An international team of scientists, including from The Australian National University (ANU), have detected two stars colliding in space about 500 million years ago.
The discovery comes just weeks after the restarting of the most sensitive scientific instrument ever built - the Advanced Laser Interferometer Gravitational-wave Observatory (LIGO) - which comprises twin detectors in the United States.
This is the first time such an event has been witnessed since the detectors were taken offline for upgrades to improve their range and precision, and promises a new dawn for space discovery.
On 25 April 2019, one of the LIGO machines detected the ripples in space and time from the collision of two neutron stars, which are the densest stars in the Universe - they have an average radius of 15 kilometres and are twice the mass of our Sun.
The neutron star collision occurred about 4,750 million trillion kilometres away from Earth - a distance which equates to 500 million light years.
ANU plays a lead role in Australia's partnership with LIGO.
Professor Susan Scott, from the ANU Research School of Physics and Engineering, said the achievement was just the beginning, describing the upgraded gravitational-wave detectors as "discovery machines".
"The LIGO gravitational-wave detectors are the most sensitive instruments on Earth," said Professor Scott, Leader of the General Relativity Theory and Data Analysis Group at ANU and a Chief Investigator with the ARC Centre of Excellence for Gravitational Wave Discovery (OzGrav).
"With the improved sensitivity of the detectors during our year of downtime, we have achieved the second detection of two neutron stars smashing into each other - this time in less than one month of observing time.
"We expect to detect gravitational waves from lots more cataclysmic events - including those we've never detected before such as a black hole swallowing a neutron star and nearby exploding stars, which produce much fainter signals."
Dr Terry McRae, from the ANU Research School of Physics and Engineering, said instruments called quantum squeezers, designed at ANU, were installed on the LIGO detectors.
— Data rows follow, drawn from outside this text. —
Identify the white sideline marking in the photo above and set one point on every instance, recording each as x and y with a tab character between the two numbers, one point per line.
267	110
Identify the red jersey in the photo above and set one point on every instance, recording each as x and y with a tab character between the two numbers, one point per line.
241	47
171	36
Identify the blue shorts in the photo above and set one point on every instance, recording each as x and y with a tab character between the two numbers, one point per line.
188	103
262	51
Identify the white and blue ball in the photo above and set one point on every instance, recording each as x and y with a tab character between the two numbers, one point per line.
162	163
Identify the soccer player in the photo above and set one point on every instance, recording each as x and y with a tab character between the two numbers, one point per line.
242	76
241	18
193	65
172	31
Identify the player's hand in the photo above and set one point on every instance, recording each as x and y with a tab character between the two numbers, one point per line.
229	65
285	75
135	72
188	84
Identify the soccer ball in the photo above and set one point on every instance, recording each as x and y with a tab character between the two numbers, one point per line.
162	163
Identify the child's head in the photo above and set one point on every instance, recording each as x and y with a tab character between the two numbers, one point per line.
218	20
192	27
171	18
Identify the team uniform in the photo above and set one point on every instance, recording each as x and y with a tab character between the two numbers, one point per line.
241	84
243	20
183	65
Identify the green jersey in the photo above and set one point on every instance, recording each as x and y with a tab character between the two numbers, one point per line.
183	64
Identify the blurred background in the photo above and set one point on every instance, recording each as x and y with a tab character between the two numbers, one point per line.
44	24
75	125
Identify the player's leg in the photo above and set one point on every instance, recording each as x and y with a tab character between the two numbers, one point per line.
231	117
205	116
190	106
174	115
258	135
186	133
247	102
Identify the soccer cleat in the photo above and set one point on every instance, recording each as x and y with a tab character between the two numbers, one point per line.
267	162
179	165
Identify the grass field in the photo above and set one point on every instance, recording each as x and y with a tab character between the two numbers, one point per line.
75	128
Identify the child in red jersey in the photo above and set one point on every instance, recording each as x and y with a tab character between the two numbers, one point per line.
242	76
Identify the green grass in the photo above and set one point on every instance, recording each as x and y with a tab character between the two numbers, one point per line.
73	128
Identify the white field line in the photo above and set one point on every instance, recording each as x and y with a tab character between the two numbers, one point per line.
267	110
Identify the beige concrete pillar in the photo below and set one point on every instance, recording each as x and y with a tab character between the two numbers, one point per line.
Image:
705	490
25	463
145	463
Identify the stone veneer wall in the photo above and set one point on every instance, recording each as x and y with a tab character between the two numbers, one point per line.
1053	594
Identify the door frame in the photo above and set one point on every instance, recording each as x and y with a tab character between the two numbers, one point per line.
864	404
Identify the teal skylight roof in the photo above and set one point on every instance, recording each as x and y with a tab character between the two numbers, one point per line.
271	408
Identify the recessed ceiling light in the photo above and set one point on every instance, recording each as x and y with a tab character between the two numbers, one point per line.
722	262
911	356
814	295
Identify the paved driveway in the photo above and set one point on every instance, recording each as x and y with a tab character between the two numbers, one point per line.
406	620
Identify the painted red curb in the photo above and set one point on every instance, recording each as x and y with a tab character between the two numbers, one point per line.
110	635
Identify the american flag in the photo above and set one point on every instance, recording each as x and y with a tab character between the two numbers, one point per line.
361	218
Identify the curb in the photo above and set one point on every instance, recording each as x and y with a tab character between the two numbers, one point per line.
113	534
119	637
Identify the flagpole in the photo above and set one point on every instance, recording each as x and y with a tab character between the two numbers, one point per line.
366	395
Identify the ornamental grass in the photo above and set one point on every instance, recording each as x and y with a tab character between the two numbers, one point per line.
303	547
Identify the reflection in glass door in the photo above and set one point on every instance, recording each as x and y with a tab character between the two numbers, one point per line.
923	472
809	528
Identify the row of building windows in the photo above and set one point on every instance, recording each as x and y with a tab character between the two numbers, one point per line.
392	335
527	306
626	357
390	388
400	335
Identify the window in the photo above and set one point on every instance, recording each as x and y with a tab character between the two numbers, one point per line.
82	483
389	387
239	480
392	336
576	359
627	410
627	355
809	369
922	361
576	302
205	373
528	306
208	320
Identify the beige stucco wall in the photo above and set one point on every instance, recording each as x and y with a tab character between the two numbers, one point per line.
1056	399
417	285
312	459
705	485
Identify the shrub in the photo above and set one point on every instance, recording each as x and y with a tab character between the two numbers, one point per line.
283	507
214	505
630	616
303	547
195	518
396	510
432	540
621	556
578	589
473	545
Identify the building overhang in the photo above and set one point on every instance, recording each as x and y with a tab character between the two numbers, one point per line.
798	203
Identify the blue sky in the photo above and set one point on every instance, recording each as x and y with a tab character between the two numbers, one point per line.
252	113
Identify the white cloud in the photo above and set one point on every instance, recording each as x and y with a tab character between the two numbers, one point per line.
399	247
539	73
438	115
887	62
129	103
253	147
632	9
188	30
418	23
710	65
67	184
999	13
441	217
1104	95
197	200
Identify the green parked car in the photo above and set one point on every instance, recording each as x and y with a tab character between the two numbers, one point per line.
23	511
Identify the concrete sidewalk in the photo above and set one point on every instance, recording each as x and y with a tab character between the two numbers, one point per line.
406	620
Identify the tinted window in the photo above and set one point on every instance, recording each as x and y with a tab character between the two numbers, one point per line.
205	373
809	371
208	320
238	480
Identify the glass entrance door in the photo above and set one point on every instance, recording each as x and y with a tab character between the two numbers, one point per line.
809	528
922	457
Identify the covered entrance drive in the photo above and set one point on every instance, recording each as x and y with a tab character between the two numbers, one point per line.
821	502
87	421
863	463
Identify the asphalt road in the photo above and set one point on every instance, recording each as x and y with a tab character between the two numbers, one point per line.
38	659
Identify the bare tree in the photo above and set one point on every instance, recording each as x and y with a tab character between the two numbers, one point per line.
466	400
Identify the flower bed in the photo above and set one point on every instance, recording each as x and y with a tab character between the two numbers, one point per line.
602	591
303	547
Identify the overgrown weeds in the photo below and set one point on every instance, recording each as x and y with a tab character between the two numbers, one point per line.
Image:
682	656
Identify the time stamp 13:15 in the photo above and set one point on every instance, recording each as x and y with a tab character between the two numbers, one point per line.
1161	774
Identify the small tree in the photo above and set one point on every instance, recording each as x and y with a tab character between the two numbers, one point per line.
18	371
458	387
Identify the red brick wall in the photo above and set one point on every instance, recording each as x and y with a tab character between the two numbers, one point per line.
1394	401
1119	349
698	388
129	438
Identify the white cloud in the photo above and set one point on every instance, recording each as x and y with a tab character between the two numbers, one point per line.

This, and other upgrades, have improved the sensing capabilities of the machines. The squeezers dampen quantum noise that can drown out weak gravitational-wave signals.
"With these improvements, the LIGO detectors can see much further into the Universe and detect many more gravitational-wave signals," said Dr McRae who, with ANU graduate student Nutsinee Kijbunchoo, was part of the team that installed and commissioned the squeezers.
Professor Scott said astronomers had to scan a very large area of the sky in search for the latest star collision due to one of the LIGO detectors being offline briefly at the critical moment. The European Gravitational Observatory's gravitational-wave detector in Italy, Virgo, also picked up a signal from the neutron star collision but the signal was very weak.
"ANU led efforts to locate the neutron star collision by scanning a massive region of the southern sky for bright light from the explosion with the SkyMapper telescope," said Professor Scott, who is a co-investigator on the SkyMapper team at ANU.
Dr Chris Onken, from the ANU Research School of Astronomy and Astrophysics, said telescopes like SkyMapper would play a vital role in detecting similar events in the future.
"The hunt goes on," said Dr Onken, who is the SkyMapper Operations Manager.
"With SkyMapper's wide field of view and capability to scan large areas of the southern sky quickly, ANU will play an increasingly important role in the emerging field of gravitational-wave astronomy."